Plaintiff alleges that Defendants
“failed to lock the wheels of Plaintiff’s bed,” causing Plaintiff to fall to
the ground upon being transferred from a gurney. SAC, 2:11-12. Plaintiff
alleges a failure to take the necessary precautions, as opposed to conduct
showing malice, fraud, or oppression. Even if Defendants “dropped” Plaintiff as
she contends in opposition, the actionable conduct is the alleged failure to
lock the wheels. Opp. 1, 8-9.
Plaintiff contends that Country
Villa Claremont Healthcare Center, Inc. v. Superior Court (2004) 120
Cal.App.4th 426, applies since the defendants in that action dropped the
plaintiff, and the court found that the conduct was egregious enough to support
the elder abuse claim.
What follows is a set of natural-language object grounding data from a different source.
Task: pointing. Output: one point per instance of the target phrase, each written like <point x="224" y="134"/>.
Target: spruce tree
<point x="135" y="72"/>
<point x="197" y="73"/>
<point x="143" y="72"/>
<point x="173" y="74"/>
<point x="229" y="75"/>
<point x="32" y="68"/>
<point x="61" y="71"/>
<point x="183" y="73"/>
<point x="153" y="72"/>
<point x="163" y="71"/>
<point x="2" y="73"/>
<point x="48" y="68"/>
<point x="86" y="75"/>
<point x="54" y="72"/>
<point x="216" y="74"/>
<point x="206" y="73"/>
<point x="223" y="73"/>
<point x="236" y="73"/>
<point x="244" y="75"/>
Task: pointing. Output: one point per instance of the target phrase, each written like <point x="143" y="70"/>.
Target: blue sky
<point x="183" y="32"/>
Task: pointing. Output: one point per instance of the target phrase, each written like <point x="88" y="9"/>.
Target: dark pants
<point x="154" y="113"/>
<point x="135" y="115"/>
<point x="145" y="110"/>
However, in Country Villa, the Plaintiff was not
provided pain relief as prescribed, Defendants failed to implement protocols to
prevent pressure ulcers, and failed to provide for decedent’s personal hygiene,
“leaving her in filthy and unsanitary conditions." Id. at 430. She
developed aspirational pneumonia as a result of Country Villa’s failure to
provide plaintiff with the property diet, to monitor her food intake, and
assist her with her eating. Id. Therefore, Country Villa is
distinguishable, because it did not arise solely from Defendants’ negligence in
dropping plaintiff, but alleged other conduct amounting to a failure to provide
care.
The SAC does not allege a failure
to provide care. The action is premised on injuries suffered as a result of the
alleged fall after Plaintiff was admitted to Defendant’s emergency department.
SAC, ¶¶ 17-19.
Plaintiff
has not adequately demonstrated what allegations could transform a negligent
failure to lock wheels into an action that amounts to a failure to provide
care, on which an elder abuse claim can be based.
III. CONCLUSION
Based on the foregoing,
Defendant’s demurrer to the fourth cause of action for elder abuse only is
sustained without leave to amend. Defendant is ordered to file an answer to the
remaining causes of action within 10 days. CA ST CIVIL RULES Rule 3.1320.